Por supuesto, durante los siguientes 57 años desde el triunfo de su revolución, el castrismo se fue apoderando de cada centímetro del territorio cubano para luego tratar de posesionarse de cada fibra corporal y anímica del propio ciudadano cubano. Y en más de un sentido lo consiguió.

Fidel execró la propiedad privada e implantó la semilla infértil de la subordinación al Estado. En paralelo instauraría un sistema educativo destinado a alfabetizar tanto la mente como la conciencia, y una verborrea histriónica destinada a exaltar la dignidad de un régimen “heroicamente” enfrentado a los más grandes poderes de la tierra. Ninguna utilería faltó en la escenificación de un mito que solo la historia sabrá poner en su justo lugar.

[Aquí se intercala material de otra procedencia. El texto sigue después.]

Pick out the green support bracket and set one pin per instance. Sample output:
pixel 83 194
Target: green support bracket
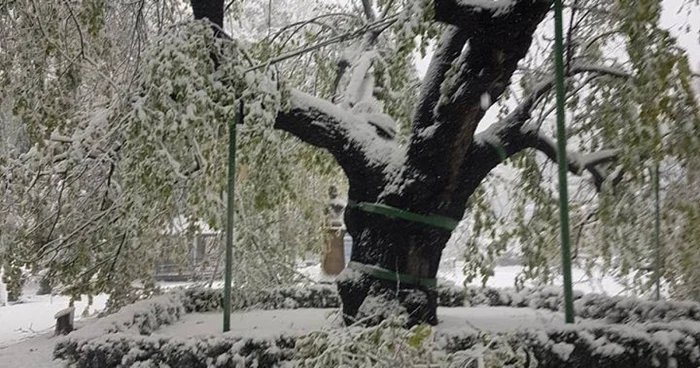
pixel 563 167
pixel 229 217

Dijo un periodista español, hace varias décadas, que con el azúcar, el café, el ron y el tabaco, Cuba era el país que había inventado la sobremesa. “Y el pecado mayor de Castro”, ha agregado recientemente el escritor Juan Manuel de Prada, “fue dejar al pueblo que inventó la sobremesa sin aperitivo siquiera”. (Dejemos, pues, caer el telón).